I've made two conversions to Rohloff-hubbed bikes, one to a front wheel drive electric motor, one to central drive electric motor. The front wheel motor conversion is described in detail starting here:
http://coolmainpress.com/BICYCLINGbuildingpedelec1.html Something similar would be an easy conversion on a Raven or other EBB bike with whatever transmission including Rohloff, a couple of hours max. My Bafang/8FUN kit was totally complete, including the battery in an oversized water bottle format, and bought from a British dealer for STG 425 IIRC.
To fit a central motor on a bike with an eccentric bottom bracket, all sorts of contortions are offered. I wouldn't touch them; bicycle engineering should be simple and user-fixable.
To fit a central motor which hangs in the bottom bracket shell, in my opinion the best solution, you must solve the problem of the chain tension adjustment, probably bringing back the sprung drop-arm and jockey wheel, ugh. But the central motors in the aftermarket are better than the motors available for the front wheel, and a better cycling solution too.
I seem to recollect that we recently heard from a forum member who ordered a conversion kit from SJS -- you should look into it. It may be a bit more expensive but you know it will fit and it will work, and there's someone to help you at the end of a phone line.
That said, it shouldn't take even an amateur with a bare-bones tool kit more than an hour or two to fit an electric motor and its complete kit of controllers and the battery. The key word is "complete".

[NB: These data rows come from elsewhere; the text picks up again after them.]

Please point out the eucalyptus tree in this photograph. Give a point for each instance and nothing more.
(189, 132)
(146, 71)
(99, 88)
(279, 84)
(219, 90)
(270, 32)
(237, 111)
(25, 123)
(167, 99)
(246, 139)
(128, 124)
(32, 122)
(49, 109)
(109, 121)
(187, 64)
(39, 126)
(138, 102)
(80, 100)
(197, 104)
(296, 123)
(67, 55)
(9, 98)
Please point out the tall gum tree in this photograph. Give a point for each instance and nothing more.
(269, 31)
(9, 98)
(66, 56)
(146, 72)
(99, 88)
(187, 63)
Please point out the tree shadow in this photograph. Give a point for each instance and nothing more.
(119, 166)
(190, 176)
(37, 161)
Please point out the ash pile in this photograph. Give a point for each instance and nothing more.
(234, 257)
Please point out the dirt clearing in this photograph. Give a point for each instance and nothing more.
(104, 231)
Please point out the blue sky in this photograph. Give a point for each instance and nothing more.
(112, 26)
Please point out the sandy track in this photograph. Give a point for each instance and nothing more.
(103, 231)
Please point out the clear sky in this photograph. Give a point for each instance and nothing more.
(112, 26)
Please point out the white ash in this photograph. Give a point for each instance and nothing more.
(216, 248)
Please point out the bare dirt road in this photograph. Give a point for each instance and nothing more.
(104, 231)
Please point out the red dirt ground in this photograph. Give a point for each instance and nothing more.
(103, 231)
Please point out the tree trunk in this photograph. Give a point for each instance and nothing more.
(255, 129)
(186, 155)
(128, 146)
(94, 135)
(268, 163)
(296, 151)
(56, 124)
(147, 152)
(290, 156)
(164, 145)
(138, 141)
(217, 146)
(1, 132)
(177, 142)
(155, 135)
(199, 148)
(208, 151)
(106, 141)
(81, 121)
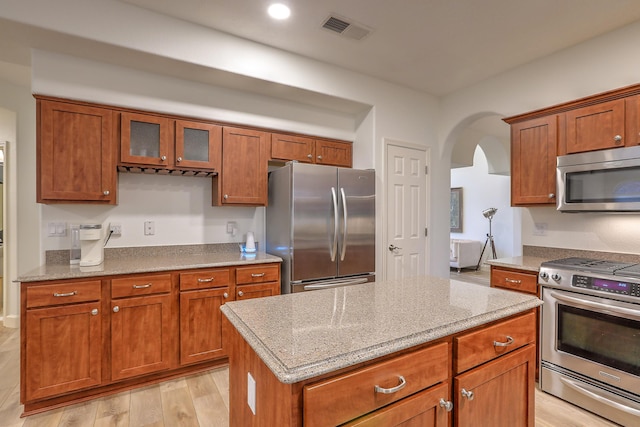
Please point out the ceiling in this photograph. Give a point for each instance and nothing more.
(436, 46)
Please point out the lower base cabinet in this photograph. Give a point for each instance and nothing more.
(498, 394)
(424, 409)
(481, 377)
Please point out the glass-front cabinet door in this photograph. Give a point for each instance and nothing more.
(146, 140)
(198, 145)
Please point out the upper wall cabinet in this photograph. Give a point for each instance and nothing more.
(160, 142)
(596, 127)
(533, 162)
(245, 162)
(310, 150)
(76, 148)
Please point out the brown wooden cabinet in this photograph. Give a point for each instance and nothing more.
(500, 393)
(521, 281)
(63, 339)
(243, 178)
(257, 281)
(142, 334)
(76, 149)
(161, 142)
(94, 336)
(202, 293)
(596, 127)
(423, 409)
(495, 374)
(533, 161)
(310, 150)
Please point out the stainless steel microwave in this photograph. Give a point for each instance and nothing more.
(599, 181)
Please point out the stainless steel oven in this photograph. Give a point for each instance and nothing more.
(590, 336)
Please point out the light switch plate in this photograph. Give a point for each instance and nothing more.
(251, 393)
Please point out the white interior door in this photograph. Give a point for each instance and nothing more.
(406, 211)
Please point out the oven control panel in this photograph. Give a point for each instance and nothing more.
(606, 285)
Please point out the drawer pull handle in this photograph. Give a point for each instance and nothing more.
(446, 404)
(467, 394)
(68, 294)
(503, 344)
(391, 390)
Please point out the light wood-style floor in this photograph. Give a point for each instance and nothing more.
(198, 400)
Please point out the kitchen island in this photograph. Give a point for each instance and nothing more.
(383, 353)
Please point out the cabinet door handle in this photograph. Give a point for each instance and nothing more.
(68, 294)
(446, 404)
(391, 390)
(467, 394)
(503, 344)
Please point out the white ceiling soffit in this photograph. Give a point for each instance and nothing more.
(436, 46)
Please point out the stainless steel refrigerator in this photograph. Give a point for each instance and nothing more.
(321, 221)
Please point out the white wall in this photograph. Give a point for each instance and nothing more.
(480, 191)
(573, 73)
(22, 216)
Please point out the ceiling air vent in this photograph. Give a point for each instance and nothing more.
(345, 27)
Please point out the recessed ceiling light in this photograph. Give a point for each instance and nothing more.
(279, 11)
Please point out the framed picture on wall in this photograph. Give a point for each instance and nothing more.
(456, 210)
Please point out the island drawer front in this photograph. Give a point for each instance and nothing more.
(346, 397)
(204, 279)
(140, 285)
(63, 293)
(514, 280)
(257, 274)
(476, 348)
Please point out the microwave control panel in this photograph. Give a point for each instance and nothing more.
(606, 285)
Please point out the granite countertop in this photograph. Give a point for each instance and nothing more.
(527, 263)
(146, 264)
(303, 335)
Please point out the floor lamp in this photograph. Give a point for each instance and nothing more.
(488, 213)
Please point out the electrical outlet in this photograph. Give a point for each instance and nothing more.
(116, 229)
(540, 229)
(149, 228)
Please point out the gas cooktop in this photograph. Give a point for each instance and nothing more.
(616, 268)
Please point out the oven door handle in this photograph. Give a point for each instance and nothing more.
(625, 312)
(609, 402)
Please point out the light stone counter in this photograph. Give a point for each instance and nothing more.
(526, 263)
(303, 335)
(146, 264)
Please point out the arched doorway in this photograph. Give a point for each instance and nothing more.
(480, 166)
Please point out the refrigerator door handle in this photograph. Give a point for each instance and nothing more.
(334, 245)
(344, 219)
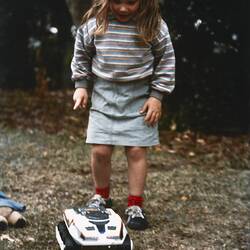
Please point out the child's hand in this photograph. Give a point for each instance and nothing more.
(80, 98)
(152, 108)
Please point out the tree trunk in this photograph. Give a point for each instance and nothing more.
(77, 9)
(15, 66)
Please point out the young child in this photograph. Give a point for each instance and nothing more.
(123, 53)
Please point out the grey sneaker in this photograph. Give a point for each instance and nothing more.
(136, 218)
(97, 201)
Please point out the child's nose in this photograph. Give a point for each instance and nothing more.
(123, 9)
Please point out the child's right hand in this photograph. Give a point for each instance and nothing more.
(80, 98)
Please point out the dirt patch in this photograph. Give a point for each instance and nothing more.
(193, 201)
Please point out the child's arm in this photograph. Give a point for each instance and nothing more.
(80, 98)
(81, 63)
(163, 81)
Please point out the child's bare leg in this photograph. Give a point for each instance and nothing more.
(101, 165)
(137, 169)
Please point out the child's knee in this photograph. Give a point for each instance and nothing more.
(136, 153)
(101, 153)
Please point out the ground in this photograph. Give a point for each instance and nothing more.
(198, 186)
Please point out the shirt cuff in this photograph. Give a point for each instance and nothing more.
(81, 84)
(156, 94)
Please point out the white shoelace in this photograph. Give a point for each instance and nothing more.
(96, 201)
(134, 211)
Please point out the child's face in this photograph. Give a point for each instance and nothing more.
(124, 10)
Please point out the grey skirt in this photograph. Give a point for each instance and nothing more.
(115, 117)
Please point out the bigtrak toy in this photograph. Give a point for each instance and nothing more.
(92, 228)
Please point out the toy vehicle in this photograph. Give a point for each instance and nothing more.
(92, 228)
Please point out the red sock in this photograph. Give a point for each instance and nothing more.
(104, 192)
(135, 200)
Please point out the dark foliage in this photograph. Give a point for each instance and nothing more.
(210, 40)
(28, 44)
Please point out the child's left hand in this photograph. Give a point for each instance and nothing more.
(152, 109)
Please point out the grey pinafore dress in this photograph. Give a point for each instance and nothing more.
(115, 118)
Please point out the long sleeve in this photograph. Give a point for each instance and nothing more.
(83, 53)
(163, 80)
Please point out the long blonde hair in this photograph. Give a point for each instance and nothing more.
(148, 18)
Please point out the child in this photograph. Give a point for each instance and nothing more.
(123, 52)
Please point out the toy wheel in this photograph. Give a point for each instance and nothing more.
(66, 238)
(127, 244)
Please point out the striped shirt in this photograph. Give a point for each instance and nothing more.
(121, 55)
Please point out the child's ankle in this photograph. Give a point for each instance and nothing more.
(104, 192)
(135, 200)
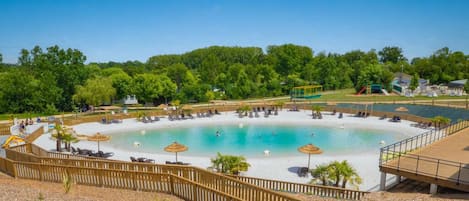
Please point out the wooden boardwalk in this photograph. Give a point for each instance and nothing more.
(445, 162)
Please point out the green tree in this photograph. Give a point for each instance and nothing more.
(414, 83)
(373, 74)
(150, 88)
(339, 174)
(61, 68)
(391, 54)
(95, 92)
(288, 58)
(69, 138)
(21, 92)
(58, 135)
(229, 164)
(439, 121)
(316, 109)
(122, 83)
(177, 73)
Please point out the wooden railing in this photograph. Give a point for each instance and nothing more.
(218, 182)
(407, 145)
(144, 181)
(34, 135)
(403, 116)
(5, 129)
(323, 191)
(6, 166)
(398, 157)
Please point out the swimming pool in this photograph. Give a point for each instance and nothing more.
(253, 140)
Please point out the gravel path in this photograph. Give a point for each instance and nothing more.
(29, 190)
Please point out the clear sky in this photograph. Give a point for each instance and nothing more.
(121, 30)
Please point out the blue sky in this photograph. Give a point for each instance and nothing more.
(121, 30)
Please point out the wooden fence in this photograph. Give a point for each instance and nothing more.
(323, 191)
(134, 180)
(5, 129)
(214, 181)
(198, 175)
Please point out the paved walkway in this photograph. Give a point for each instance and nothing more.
(444, 158)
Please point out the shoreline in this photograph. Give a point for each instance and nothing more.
(271, 167)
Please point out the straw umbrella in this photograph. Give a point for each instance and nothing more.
(176, 147)
(309, 149)
(98, 137)
(401, 109)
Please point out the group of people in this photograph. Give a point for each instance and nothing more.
(25, 123)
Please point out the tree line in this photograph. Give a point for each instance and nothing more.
(57, 79)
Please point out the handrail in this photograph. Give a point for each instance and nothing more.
(324, 191)
(392, 155)
(433, 164)
(5, 129)
(418, 141)
(209, 179)
(34, 135)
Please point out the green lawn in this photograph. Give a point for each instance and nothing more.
(344, 95)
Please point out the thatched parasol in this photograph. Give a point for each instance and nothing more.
(309, 149)
(98, 138)
(162, 106)
(401, 109)
(176, 147)
(187, 107)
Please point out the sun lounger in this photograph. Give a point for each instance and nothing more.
(104, 155)
(302, 171)
(74, 151)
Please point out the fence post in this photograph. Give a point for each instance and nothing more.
(171, 184)
(398, 161)
(417, 166)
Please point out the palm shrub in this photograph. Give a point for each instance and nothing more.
(69, 138)
(316, 109)
(320, 174)
(337, 174)
(58, 136)
(229, 164)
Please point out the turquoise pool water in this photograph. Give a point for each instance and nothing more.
(252, 140)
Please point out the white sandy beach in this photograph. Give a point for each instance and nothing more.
(269, 167)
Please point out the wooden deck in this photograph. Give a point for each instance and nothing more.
(445, 162)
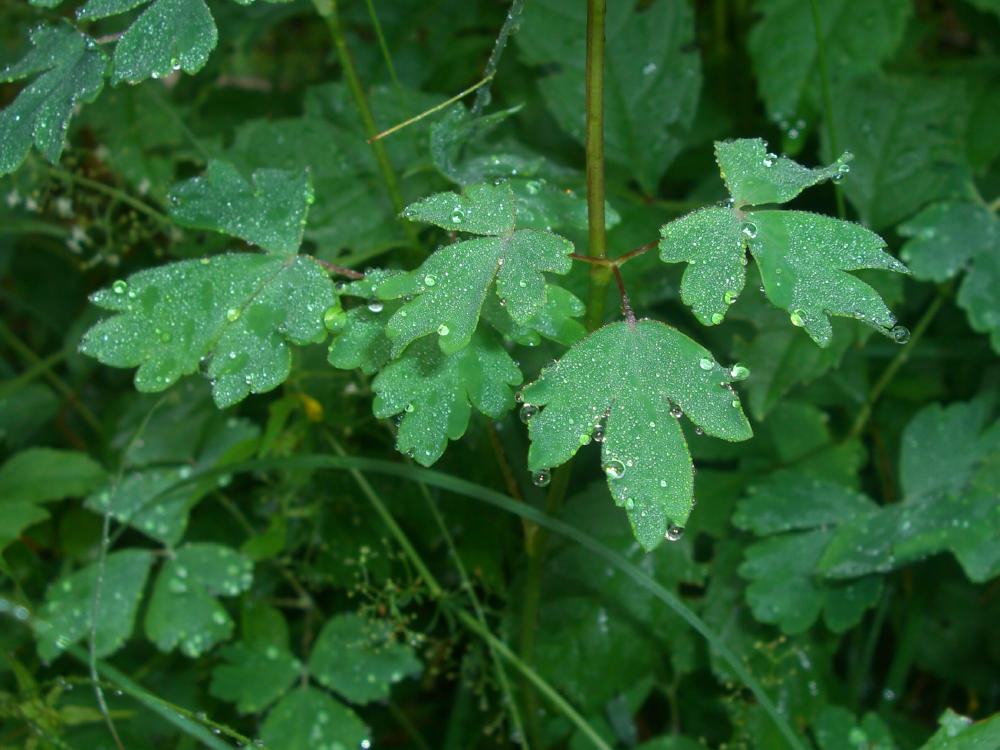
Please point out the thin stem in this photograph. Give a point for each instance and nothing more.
(509, 27)
(600, 276)
(432, 110)
(824, 78)
(897, 362)
(113, 192)
(327, 9)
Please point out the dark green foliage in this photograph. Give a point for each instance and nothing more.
(404, 462)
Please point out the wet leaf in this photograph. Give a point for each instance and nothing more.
(659, 374)
(360, 659)
(434, 393)
(236, 312)
(71, 70)
(270, 211)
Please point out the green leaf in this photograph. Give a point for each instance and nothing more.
(71, 69)
(659, 374)
(270, 211)
(310, 718)
(168, 36)
(360, 659)
(902, 133)
(238, 311)
(959, 732)
(652, 77)
(450, 287)
(856, 35)
(255, 675)
(183, 611)
(950, 237)
(755, 176)
(434, 391)
(69, 604)
(783, 589)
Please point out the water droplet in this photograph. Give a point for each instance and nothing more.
(739, 371)
(614, 468)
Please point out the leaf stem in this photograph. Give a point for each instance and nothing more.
(824, 78)
(327, 9)
(904, 354)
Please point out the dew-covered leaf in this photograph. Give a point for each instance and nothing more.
(69, 604)
(659, 375)
(254, 675)
(449, 288)
(434, 392)
(183, 610)
(949, 237)
(755, 176)
(168, 36)
(360, 659)
(652, 77)
(269, 211)
(950, 470)
(783, 588)
(856, 36)
(238, 311)
(310, 718)
(71, 71)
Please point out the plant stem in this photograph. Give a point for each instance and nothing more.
(327, 9)
(824, 78)
(600, 276)
(897, 362)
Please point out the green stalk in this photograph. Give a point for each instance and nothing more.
(327, 9)
(600, 275)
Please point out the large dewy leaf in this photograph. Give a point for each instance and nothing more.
(651, 83)
(71, 69)
(451, 285)
(238, 311)
(635, 381)
(270, 211)
(434, 392)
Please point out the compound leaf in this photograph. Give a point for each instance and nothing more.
(652, 74)
(254, 676)
(450, 287)
(269, 211)
(434, 390)
(311, 718)
(949, 237)
(69, 605)
(658, 375)
(360, 659)
(72, 69)
(237, 310)
(856, 35)
(183, 610)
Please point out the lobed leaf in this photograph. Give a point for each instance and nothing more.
(236, 311)
(657, 375)
(433, 391)
(270, 211)
(71, 71)
(450, 287)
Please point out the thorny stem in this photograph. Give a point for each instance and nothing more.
(327, 9)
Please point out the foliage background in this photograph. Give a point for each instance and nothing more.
(847, 554)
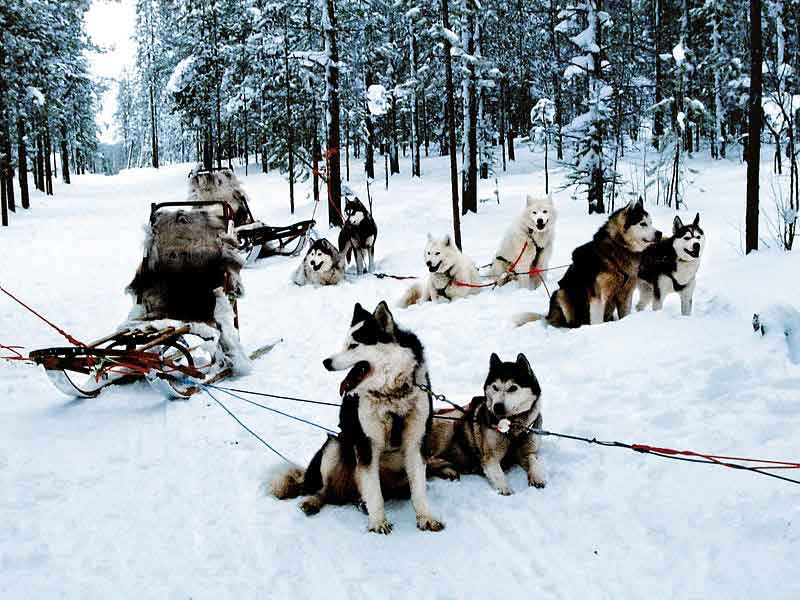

The main difficulty, once you have a good kit and have solved the chain tensioning problem on a Raven, is -- hold on to your hat -- making neat wiring for the many control cables. I considered shortening so many cables -- and bundled up the excess out of sight inside office-type helical plastic cable collectors, which look like they're part of the bike.
Without commenting on the relative prices* I just wonder if converting a bike that will soon be 20 years old makes sense. There's the attraction of the familiar and comfortable, of course, but you'll be introducing new stresses for which the bike wasn't designed to parts that may have been stressed already.
Good luck and don't hesitate to ask about specifics if you decide to make the conversion yourself.